Understanding Sex Addiction: A Guide for Partners

If you have determined, either through a partner’s admission or your own investigation, that your spouse is a sex addict, you are, no doubt, experiencing the pain and emotional upheaval of betrayal, fear and uncertainty. What happens next? Is the relationship ruined? Is it possible to overcome the addiction, the betrayal and the brokenness? Before taking drastic action, it is important to understand a few things about sex addiction, how your partner’s behavior relates to you, and what you can do.

It’s Not About You

This is the first thing to understand. Though the behavior directly impacts you because of your emotional connection to your partner, it is necessary to separate the addiction from your relationship and see it in its own context. While your partner’s sex addiction and the behaviors that have resulted from it have violated the trust and commitment you thought you shared, the behavior itself is not intended to hurt you. It isn’t about you at all. A sex addict is operating from the basis of addiction, not logic or reasoned emotions. The addict may not want to hurt you, but cannot avoid engaging in the behavior that ensures you will indeed be hurt and betrayed. Such is the nature of addiction—there is no reason, there is no resolve, there is only fulfillment of an urge that cannot be ignored.

Yes, it is betrayal, and yes, you have the right to be angry and hurt. But the sex addiction of your spouse or significant other is not intended to be an act of malice. It is also not your fault. Your spouse’s sex addiction has nothing to do with your physical attractiveness or sex appeal, the quality of your sexual life or frequency of intercourse, or any other perceived failing of the relationship. It is an addiction. And with addiction comes the loss of all reason, good judgment, and even the ability to act on what one knows and wants to do.

It’s Not About the Other

If your partner’s sexual misconduct has involved engagement with another person such as a lover or prostitute, it is also important to understand that it is not about that other person either, which is to say, it is not that the addict prefers the other lover to you. Again, the addiction drives addicts to a behavior that they cannot stop. While it is nearly impossible to not take this behavior and betrayal personally, it really is not about wanting, desiring, or loving the other person more than you, it is about the physical compulsion to act on an uncontrollable mental obsession. The other person is merely a vehicle for the exercise of the addiction.

It’s Not About the Sex

For the sex addict, it isn’t about the sex at all. Many actually come to hate sex; it becomes an evil and exacting taskmaster constantly coercing addicts to jeopardize everything they hold dear for the conquest, for the release, for the high that becomes impossible to resist. Sex addicts are not people who simply like sex a lot. Nor are they people who have no sense of right or wrong when it comes to sex.
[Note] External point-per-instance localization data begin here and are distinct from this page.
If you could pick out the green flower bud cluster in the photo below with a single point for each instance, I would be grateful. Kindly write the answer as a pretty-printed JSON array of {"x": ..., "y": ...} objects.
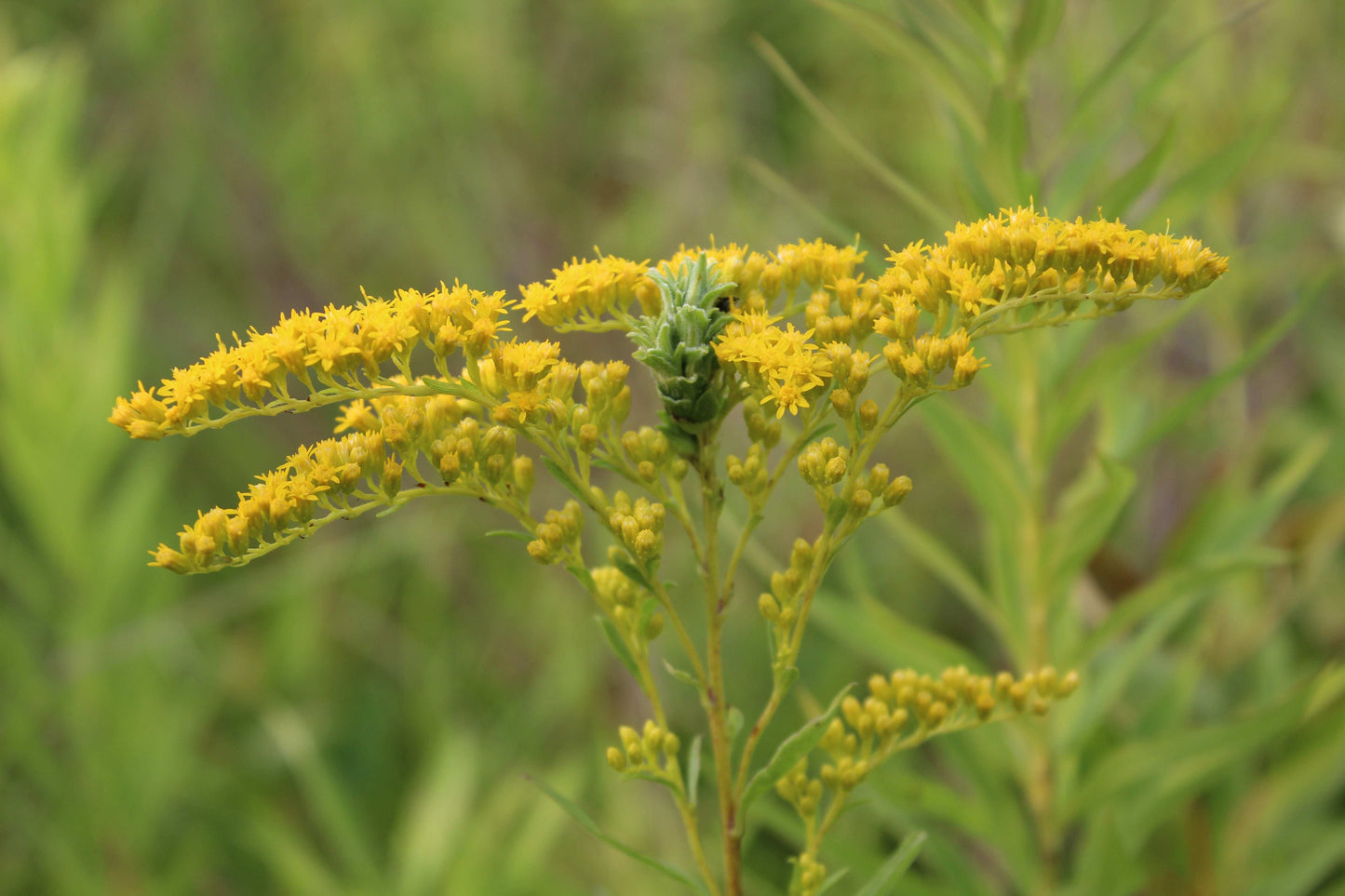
[
  {"x": 607, "y": 400},
  {"x": 677, "y": 344},
  {"x": 640, "y": 754},
  {"x": 780, "y": 604},
  {"x": 490, "y": 459},
  {"x": 908, "y": 706},
  {"x": 812, "y": 875},
  {"x": 650, "y": 454},
  {"x": 918, "y": 362},
  {"x": 638, "y": 527},
  {"x": 558, "y": 534},
  {"x": 824, "y": 464},
  {"x": 752, "y": 474},
  {"x": 849, "y": 376},
  {"x": 628, "y": 606}
]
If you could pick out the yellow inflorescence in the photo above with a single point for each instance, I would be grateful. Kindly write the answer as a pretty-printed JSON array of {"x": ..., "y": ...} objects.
[
  {"x": 330, "y": 349},
  {"x": 1008, "y": 272},
  {"x": 904, "y": 709},
  {"x": 581, "y": 292}
]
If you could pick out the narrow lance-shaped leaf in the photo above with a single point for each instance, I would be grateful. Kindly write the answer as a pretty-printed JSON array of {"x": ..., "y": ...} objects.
[
  {"x": 794, "y": 748},
  {"x": 591, "y": 826},
  {"x": 896, "y": 866}
]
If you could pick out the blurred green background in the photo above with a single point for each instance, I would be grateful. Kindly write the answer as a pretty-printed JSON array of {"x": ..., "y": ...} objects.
[{"x": 356, "y": 715}]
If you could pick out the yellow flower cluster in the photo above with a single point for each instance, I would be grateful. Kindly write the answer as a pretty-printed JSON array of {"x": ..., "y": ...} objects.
[
  {"x": 780, "y": 365},
  {"x": 1020, "y": 252},
  {"x": 581, "y": 292},
  {"x": 904, "y": 709},
  {"x": 639, "y": 753},
  {"x": 386, "y": 439},
  {"x": 331, "y": 349},
  {"x": 281, "y": 504},
  {"x": 761, "y": 279}
]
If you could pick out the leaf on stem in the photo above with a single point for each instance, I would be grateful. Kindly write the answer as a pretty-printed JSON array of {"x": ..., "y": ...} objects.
[
  {"x": 894, "y": 866},
  {"x": 613, "y": 640},
  {"x": 591, "y": 826},
  {"x": 794, "y": 748}
]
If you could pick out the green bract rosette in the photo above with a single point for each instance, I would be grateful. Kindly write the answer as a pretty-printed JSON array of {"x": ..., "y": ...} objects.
[{"x": 679, "y": 343}]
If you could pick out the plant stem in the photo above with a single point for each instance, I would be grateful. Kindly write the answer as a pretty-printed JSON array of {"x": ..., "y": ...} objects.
[{"x": 716, "y": 699}]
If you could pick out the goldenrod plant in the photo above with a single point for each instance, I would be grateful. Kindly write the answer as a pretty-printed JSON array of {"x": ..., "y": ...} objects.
[{"x": 440, "y": 397}]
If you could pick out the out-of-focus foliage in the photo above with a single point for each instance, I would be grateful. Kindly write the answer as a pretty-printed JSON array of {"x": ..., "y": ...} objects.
[{"x": 354, "y": 717}]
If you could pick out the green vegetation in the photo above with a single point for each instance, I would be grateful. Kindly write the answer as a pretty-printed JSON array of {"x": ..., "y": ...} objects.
[{"x": 356, "y": 715}]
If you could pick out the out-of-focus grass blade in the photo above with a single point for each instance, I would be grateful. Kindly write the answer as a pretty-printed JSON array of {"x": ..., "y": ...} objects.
[
  {"x": 1084, "y": 518},
  {"x": 591, "y": 826},
  {"x": 1182, "y": 410},
  {"x": 935, "y": 555},
  {"x": 1313, "y": 863},
  {"x": 1075, "y": 395},
  {"x": 900, "y": 186},
  {"x": 436, "y": 815},
  {"x": 293, "y": 865},
  {"x": 833, "y": 880},
  {"x": 1193, "y": 189},
  {"x": 1122, "y": 193},
  {"x": 894, "y": 866},
  {"x": 1105, "y": 688},
  {"x": 1233, "y": 519},
  {"x": 327, "y": 805},
  {"x": 976, "y": 18},
  {"x": 986, "y": 470},
  {"x": 867, "y": 626},
  {"x": 978, "y": 195},
  {"x": 1037, "y": 26},
  {"x": 1172, "y": 585},
  {"x": 1163, "y": 75},
  {"x": 768, "y": 178},
  {"x": 888, "y": 36},
  {"x": 1117, "y": 62},
  {"x": 1153, "y": 769}
]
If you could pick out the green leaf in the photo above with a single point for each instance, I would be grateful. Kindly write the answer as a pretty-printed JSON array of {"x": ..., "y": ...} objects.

Society ties sexual conduct tightly to morality, but in the case of addiction, a lack of morality cannot be blamed any more than a person’s cancer can be attributed to bad morals or low standards. Addiction is a disease and the addict has fully lost control. The luxury of choice is gone. The addict’s behavior may be deeply hurtful and constitute betrayal against a spouse, but it is important to remember that the person is deeply ill and deeply wounded. Sex has become a coping mechanism in a hostile, unmanageable world.

Restoration Is Possible

Despite the emotional and/or physical infidelity, the betrayal, and the deep brokenness of the relationship, it is important to know that all hope is not lost. These relationships can be restored. However, there is no denying that it is a long road ahead with perhaps more pain yet to come. Restoration happens when the sex addict becomes willing—willing to admit this is more than just a minor issue or weakness, it is an addiction. When the addict accepts the need for help and a program of recovery, he or she is exemplifying a desire to seek the recovery of the relationship as well.

You cannot force addicts to this place of willingness. They must pursue their own freedom from bondage. No amount of threats or ultimatums will eradicate the obsession or halt the compulsion. Patience and time are required, but you will have to set a boundary around how long you will wait for the addict to make that decision.